Other areas where we'll see more lighting control are stairwells, exteriors, parking garages and daylight controls.
Lighting in enclosed stairwells will require devices to automatically reduce lighting power by at least 50 percent within 30 minutes of vacancy.
Permanently installed outdoor lighting must be controlled by a daylight sensor or astronomical time switch that automatically turns off the lighting during daylight hours. Daylight controls will be required in projects larger than 50,000 sq. ft. And in parking garages lighting must be reduced by at least 30 percent when no activity is detected for 30 minutes.
There are some differences between the ASHRAE 90.1-2010 and IECC 2012 codes. According to Pacific Northwest National Laboratory's Richman, the IECC code does not have as many specific locations where occupancy sensors are required, only requires manual or automatic daylighting control instead of fully automatic, and does not have the detailed exterior lighting and parking garage lighting requirements.
Another difference is in stairwell lighting. "This requirement is not in IECC 2012 or Title 24 2008," says Lutron's Lind.
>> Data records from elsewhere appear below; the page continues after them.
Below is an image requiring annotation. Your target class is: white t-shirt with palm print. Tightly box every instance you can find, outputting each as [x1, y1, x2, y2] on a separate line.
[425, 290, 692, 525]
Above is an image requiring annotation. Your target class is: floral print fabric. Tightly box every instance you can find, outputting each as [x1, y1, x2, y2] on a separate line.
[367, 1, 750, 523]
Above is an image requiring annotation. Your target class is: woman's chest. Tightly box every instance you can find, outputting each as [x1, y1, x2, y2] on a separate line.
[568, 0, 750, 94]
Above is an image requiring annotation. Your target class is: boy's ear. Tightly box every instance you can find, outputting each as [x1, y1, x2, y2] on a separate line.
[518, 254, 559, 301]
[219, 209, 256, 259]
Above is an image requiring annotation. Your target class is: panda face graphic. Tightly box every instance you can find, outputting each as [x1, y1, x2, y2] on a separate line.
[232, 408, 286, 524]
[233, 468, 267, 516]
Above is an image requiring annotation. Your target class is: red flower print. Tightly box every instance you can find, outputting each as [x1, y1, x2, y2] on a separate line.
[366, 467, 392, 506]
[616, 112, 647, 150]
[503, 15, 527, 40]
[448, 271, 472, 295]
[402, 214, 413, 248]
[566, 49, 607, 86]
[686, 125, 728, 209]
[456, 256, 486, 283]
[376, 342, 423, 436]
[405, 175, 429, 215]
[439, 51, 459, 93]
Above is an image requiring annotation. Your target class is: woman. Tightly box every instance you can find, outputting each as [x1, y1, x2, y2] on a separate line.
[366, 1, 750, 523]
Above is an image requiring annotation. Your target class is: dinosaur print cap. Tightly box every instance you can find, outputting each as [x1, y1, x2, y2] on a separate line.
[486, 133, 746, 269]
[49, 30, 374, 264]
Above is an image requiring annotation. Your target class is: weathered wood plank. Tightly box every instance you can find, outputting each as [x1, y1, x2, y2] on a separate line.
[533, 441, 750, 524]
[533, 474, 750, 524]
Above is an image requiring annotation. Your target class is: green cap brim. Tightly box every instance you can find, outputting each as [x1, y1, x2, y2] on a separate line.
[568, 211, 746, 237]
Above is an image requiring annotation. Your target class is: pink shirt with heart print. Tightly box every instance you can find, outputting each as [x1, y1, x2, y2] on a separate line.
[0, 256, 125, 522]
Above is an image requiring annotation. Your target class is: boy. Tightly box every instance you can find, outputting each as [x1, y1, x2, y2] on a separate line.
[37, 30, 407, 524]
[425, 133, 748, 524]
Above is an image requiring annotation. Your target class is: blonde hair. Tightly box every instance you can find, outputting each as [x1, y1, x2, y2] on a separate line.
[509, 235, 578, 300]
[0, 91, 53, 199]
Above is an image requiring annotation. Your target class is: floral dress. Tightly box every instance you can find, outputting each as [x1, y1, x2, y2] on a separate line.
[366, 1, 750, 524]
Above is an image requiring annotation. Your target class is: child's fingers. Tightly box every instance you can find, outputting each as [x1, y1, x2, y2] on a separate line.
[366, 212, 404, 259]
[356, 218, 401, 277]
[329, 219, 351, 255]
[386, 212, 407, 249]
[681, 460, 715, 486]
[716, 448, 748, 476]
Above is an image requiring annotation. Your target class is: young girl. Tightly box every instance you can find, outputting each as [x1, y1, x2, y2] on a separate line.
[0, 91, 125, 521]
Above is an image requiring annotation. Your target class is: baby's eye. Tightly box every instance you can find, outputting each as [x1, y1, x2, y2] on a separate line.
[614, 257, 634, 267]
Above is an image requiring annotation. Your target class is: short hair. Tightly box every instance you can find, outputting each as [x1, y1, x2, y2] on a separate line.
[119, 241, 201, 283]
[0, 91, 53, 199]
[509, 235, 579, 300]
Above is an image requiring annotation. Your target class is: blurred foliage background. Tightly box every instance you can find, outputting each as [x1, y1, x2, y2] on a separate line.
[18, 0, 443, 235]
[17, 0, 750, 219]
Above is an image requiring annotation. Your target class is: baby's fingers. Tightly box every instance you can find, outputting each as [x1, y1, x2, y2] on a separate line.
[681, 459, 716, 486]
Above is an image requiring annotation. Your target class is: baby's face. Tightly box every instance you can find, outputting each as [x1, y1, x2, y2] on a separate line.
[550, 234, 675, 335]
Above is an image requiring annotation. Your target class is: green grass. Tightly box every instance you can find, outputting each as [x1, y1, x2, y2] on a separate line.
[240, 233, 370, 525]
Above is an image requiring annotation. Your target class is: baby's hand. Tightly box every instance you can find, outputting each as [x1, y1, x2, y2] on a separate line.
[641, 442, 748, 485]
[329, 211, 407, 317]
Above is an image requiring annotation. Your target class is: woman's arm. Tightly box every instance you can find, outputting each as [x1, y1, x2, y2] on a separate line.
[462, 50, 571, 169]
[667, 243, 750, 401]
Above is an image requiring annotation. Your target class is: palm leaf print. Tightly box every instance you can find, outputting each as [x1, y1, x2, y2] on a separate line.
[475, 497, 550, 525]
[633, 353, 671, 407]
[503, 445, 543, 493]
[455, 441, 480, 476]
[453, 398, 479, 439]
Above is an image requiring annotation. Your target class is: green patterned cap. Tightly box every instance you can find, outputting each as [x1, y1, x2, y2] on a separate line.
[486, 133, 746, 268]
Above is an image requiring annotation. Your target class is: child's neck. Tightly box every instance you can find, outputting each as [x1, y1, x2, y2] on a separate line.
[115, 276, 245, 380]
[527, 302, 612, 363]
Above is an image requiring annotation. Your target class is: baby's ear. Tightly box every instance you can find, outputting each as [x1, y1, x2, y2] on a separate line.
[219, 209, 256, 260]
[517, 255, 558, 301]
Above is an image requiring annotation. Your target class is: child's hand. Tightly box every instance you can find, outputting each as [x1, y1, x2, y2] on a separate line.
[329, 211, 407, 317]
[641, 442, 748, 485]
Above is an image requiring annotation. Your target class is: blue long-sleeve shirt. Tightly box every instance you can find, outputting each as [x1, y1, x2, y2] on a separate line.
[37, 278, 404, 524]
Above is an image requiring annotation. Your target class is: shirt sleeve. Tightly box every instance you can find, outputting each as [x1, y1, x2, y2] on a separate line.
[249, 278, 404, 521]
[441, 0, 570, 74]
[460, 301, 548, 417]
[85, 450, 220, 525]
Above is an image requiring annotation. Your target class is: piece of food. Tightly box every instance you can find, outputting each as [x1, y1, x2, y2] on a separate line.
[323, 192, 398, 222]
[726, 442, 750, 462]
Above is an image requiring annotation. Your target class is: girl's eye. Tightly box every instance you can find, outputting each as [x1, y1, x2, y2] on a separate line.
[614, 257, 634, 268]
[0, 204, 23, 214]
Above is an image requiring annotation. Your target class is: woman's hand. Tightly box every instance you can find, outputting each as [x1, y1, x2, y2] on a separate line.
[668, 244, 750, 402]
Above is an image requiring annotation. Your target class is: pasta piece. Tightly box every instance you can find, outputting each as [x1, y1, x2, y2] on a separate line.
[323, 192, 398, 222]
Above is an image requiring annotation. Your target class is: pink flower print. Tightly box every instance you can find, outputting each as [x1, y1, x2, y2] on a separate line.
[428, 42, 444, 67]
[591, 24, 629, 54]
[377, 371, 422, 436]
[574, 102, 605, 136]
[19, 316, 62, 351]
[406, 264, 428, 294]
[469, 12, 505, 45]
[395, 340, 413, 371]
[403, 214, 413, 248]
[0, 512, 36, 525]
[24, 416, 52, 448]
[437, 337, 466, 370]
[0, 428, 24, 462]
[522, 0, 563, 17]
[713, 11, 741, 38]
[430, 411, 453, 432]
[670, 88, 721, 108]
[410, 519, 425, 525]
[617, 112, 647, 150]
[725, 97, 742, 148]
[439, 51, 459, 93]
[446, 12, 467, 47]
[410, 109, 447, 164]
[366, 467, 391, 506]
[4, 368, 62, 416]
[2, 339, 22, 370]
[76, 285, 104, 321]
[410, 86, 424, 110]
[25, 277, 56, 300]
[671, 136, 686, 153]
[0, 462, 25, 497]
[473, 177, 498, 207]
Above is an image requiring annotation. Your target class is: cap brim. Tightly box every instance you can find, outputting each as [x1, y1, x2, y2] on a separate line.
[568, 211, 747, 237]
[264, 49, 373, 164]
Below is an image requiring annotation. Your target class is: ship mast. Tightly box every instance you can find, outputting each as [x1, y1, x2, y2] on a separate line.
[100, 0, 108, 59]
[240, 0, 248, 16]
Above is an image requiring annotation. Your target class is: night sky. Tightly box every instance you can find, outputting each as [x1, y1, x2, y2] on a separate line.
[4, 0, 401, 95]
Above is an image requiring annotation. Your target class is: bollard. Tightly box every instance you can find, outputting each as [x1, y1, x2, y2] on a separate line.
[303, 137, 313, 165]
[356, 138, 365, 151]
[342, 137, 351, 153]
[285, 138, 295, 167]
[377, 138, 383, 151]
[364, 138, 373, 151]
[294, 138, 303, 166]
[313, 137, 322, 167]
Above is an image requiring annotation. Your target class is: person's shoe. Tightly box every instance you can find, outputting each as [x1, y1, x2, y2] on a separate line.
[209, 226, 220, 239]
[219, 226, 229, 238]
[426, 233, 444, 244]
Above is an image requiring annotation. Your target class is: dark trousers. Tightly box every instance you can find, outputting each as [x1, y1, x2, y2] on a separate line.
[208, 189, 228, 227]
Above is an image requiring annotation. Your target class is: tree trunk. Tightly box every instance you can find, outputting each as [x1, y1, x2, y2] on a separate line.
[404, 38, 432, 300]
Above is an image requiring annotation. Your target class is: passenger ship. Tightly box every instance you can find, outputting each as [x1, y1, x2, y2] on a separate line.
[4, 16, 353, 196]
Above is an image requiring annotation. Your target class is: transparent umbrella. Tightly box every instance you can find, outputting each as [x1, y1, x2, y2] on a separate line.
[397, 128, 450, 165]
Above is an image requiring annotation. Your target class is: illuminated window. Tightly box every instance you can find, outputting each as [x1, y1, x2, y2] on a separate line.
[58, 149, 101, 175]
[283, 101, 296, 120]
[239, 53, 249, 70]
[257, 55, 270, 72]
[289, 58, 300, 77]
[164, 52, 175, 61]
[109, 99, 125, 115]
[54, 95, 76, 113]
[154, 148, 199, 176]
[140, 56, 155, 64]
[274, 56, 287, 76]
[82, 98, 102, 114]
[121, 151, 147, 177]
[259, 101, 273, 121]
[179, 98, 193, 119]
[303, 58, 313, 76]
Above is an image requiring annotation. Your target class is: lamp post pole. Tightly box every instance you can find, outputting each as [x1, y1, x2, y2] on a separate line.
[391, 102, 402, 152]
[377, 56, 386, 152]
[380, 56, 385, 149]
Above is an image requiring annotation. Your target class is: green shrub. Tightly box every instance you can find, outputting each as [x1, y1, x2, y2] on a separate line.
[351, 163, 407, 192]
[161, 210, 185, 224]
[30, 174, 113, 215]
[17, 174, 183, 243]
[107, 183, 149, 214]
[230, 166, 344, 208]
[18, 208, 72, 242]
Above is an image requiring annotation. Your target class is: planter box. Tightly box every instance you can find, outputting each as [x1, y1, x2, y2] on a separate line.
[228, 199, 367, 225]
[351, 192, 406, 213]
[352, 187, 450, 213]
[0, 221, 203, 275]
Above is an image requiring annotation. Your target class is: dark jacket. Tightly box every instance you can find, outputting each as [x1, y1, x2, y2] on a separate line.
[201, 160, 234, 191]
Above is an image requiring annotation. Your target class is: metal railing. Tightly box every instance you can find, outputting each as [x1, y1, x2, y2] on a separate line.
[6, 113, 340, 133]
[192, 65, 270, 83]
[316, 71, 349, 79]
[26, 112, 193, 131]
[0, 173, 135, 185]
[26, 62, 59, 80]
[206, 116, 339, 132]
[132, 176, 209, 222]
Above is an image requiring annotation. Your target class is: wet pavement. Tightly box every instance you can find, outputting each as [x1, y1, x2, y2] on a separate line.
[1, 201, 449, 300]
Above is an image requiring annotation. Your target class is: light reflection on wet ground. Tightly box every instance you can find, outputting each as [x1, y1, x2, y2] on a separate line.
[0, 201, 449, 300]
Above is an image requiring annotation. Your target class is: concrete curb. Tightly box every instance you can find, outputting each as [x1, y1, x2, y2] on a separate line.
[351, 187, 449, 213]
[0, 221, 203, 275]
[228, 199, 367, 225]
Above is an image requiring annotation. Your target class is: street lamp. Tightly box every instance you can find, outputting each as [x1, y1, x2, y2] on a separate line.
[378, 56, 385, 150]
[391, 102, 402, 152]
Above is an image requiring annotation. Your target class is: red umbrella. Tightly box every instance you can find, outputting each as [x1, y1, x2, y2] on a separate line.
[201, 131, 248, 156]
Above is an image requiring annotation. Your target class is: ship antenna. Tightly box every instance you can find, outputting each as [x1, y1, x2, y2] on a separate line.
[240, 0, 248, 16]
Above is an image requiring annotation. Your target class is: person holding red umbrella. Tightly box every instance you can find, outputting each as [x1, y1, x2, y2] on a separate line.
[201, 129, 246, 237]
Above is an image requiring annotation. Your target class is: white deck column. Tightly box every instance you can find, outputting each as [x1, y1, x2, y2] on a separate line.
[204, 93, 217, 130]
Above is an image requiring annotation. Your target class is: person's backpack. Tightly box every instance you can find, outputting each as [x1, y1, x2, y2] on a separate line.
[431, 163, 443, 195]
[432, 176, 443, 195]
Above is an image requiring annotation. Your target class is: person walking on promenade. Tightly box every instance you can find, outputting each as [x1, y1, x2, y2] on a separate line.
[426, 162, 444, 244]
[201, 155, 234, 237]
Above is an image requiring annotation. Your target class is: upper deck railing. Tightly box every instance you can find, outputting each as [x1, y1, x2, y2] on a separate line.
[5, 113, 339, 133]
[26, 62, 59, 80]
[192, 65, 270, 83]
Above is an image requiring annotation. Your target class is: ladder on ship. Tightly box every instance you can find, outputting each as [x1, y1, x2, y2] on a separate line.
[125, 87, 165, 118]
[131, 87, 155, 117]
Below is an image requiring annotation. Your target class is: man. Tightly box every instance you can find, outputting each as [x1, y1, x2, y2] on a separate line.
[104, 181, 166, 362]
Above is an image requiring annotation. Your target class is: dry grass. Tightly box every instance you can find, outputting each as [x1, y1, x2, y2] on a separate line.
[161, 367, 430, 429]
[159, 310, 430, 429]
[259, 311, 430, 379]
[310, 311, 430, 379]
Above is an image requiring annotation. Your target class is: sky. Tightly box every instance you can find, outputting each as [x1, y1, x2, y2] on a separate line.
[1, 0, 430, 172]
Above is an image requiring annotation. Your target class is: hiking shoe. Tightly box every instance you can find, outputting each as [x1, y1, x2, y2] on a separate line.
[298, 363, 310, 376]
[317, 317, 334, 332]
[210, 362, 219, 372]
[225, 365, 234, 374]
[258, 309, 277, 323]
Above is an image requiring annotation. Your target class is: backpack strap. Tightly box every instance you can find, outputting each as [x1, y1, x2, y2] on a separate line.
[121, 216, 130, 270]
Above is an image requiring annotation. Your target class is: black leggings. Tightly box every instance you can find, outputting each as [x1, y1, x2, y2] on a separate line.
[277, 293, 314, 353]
However, the next version of Title 24 (2013 version, effective Jan. 1, 2014) will have the same stairwell requirement."
So what will save the most energy in a building? That depends on the building, its size and its architecture, but occupancy sensors clearly will become ubiquitous. "Occupancy sensors are usually the easiest to install and provide the most cost effectiveness, making them likely to be the most popular choice," says Wayne Stoppelmoor, Schneider Electric's industry standards manager for Energy Efficiency.
"The continued use of occupancy, daylight harvesting and schedule-based control, along with energy-efficient lighting, will have the biggest impact on a building's energy efficiency," says Heath Martin, Product Manager of Schneider Electric's LifeSpace Business.
Buildings will also become much richer in their lighting controls, adds Mike Malone, vice president of Sales at Crestron. "A challenge in code requirements are how to meet them and not break the bank. We need to come up with things that are little more imaginative and creative, like wireless sensors and controls."
When Will We See It?
Most states are still in process of updating their energy codes to be as stringent as ASHRAE 90.1-2010. No states to date have specifically adopted the 90.1-2010 standard. Right now, only Illinois, Maryland and Washington (with state amendments) have adopted the 2012 IECC, and ICC's Karmol says about five or six more states are in the process of adopting it. (And California has the comparable Title 24.)
On the other hand, proposals in several states would delay the adoption cycle to six years, says Lutron's Lind.
Some states may adopt codes statewide and some with limitations and some by local jurisdictions. Some states may not even to adopt the codes, as the DOE requirement for new building energy codes is subject to a patchwork of state and local jurisdictions. "Part of the problem with energy codes is that they deal with real estate, and all regulation of real estate is at the local and state level," Karmol says. "Building codes are traditionally a state and local initiative and authority."
All this is further complicated by a requirement under the American Recovery and Reinvestment Act (ARRA) of 2009 that states receiving funding under the economic stimulus program adopt building codes that meet 2009 IECC standards and achieve 90 percent compliance by 2017.
And yes, enforcement remains an issue. Lind says that some state utility programs and groups such as the U.S DOE-funded Building Codes Assistance Project (BCAP) run compliance assistance programs to help states increase their compliance rates. The DOE also provides technical assistance in updating and enforcing building energy codes though its Building Energy Codes Program.